Male Lion (Panthera leo) and Cub eating a Cape...

Secondary sexual traits, as the mane of the male lion, are powerful cues (Image via Wikipedia).

In the behavioral sciences, there is some confusion about the meaning of the terms signal and cue (as with so many other terms) and some authors use it interchangeably. To make it even more difficult, communication theory also uses the same terms with slightly different meanings and in the theatre and movies world a ‘cue’ is actually a ‘signal.’

However, in behavioral sciences, the general consensus (see references below) is that signal and cue have the following meanings.

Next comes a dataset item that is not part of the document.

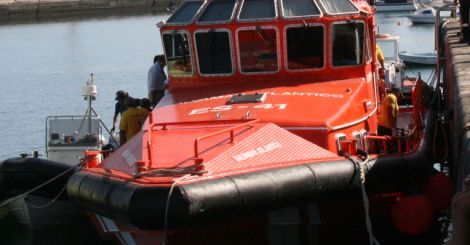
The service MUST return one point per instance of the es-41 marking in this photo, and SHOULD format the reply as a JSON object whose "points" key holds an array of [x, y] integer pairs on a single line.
{"points": [[231, 107]]}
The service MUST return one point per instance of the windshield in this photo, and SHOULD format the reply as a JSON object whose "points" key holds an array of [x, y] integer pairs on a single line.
{"points": [[177, 54]]}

signal is a perceivable behavior or feature that has evolved and has acquired the specific characteristic of conveying information about the signaler or the signaler’s environment. Information (communication) changes the behavior or the beliefs of the receiver.

This definition of signal implies that if a signal changes the behavior of an organism, this change of behavior must be profitable to both sender and receiver more often than not, or otherwise, signalers would cease to send the signal and receivers would cease to respond. This definition distinguishes, in principle, a signal from coercion, although some signals may be coercive, e.g. threats.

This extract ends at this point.